The ratio of the antioxidant to the organic solvent will vary depending on the particular antioxidant and solvent used, but generally the ratio will be in the range of at least about 60 to about 40 of the antioxidant to the solvent and preferably 8006696 - 13 - running to about 40:60 and most preferably about 50 to about 60. Less solvent will be needed if the organic solvent has a higher kauri-butanol number, if the antioxidant has significant aromaticity, and if the kauri-5-butanol approaches number 50 when the antioxidant has a significant amount of aromatic character. The amount of the organic solvent used in preparing the emulsion of the antioxidant will generally vary within the range of about 1 to about 50% by weight of the emulsion. More solvent can always be added, but there is no advantage in such practice as the solvent is usually removed at a later time.

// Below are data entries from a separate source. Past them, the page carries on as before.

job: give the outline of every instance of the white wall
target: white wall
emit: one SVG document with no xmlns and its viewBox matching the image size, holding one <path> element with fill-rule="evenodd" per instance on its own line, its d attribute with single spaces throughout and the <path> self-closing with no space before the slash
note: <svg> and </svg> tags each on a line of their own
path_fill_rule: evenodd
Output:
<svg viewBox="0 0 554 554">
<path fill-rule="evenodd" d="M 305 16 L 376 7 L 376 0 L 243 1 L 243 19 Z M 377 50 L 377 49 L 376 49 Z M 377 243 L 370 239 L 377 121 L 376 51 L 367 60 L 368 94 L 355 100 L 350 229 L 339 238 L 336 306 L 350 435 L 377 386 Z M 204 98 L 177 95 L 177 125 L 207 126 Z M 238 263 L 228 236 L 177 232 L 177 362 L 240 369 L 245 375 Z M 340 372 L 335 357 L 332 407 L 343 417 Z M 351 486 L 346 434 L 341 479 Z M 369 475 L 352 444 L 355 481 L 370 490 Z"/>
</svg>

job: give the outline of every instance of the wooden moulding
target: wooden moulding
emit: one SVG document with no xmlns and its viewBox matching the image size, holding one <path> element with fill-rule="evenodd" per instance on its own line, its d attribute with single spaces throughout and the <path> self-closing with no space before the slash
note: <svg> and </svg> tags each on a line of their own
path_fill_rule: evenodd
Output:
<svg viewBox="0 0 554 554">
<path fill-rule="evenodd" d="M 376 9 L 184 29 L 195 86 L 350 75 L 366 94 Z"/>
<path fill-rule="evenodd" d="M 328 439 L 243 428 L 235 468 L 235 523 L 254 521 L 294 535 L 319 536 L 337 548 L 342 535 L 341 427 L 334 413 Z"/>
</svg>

The emulsifying agent or emulsifying agents according to the invention is either selected from non-ionic emulsifying agents or a mixture of one or more non-ionic emulsifying agents with an anionic emulsifying agent. When using more than one emulsifying agent, the emulsifying agents form an emulsion mixture of at least two emulsifying agents. The emulsifying agents are selected to provide a hydrophilic-lipophilic balance (HLB-20 value) for the emulsifying agent or emulsifying mixture in the range of about 12 to about 27. Non-exclusive examples of chemical types of emulsifying agents for use in the mixture of emulsifying agents are non-ionic emulsifiers such as ethoxylated alcohols, ethoxylated alkyl phenols, ethoxylated fatty acids, ethoxylated fatty esters and oils, fatty esters, glycerol esters, glycol esters, monoglycerides and derivatives, sorbitan derivatives, sucrose esters and alkyl alcohol polyol ether, alkyl alcohol oxide alkyl condensates. Non-exclusive examples of the anionic emulsifiers include alkyl sulfonates, phosphate esters, polyaminocarboxylic acids and related sequestering agents, sucin sulfate derivatives, alcohol sulfates, ethoxylated alcohol sulfates, sulfates and sulfonates of ethoxylated alkyl phenols, oils and fatty esters and the like. The amount of the emulsifying agent or emulsifying mixture added to the emulsion is in the range of about 3 to about 15% by weight of the emulsion.

s η n «6 a 6 - 14 -

In addition to the antioxidant, the organic solvent and one or more emulsifying agents, the emulsion contains an amount of water necessary to make the emulsion into an oil-in-water emulsion, which generally ranges from about 28 to is about 70% by weight. If the emulsion has to be transported over a significant distance, it is most practical to add just the amount of water needed to make the emulsion an oil-in-water emulsion, which is in fact a concentrated emulsion, which can be further diluted at the site of use.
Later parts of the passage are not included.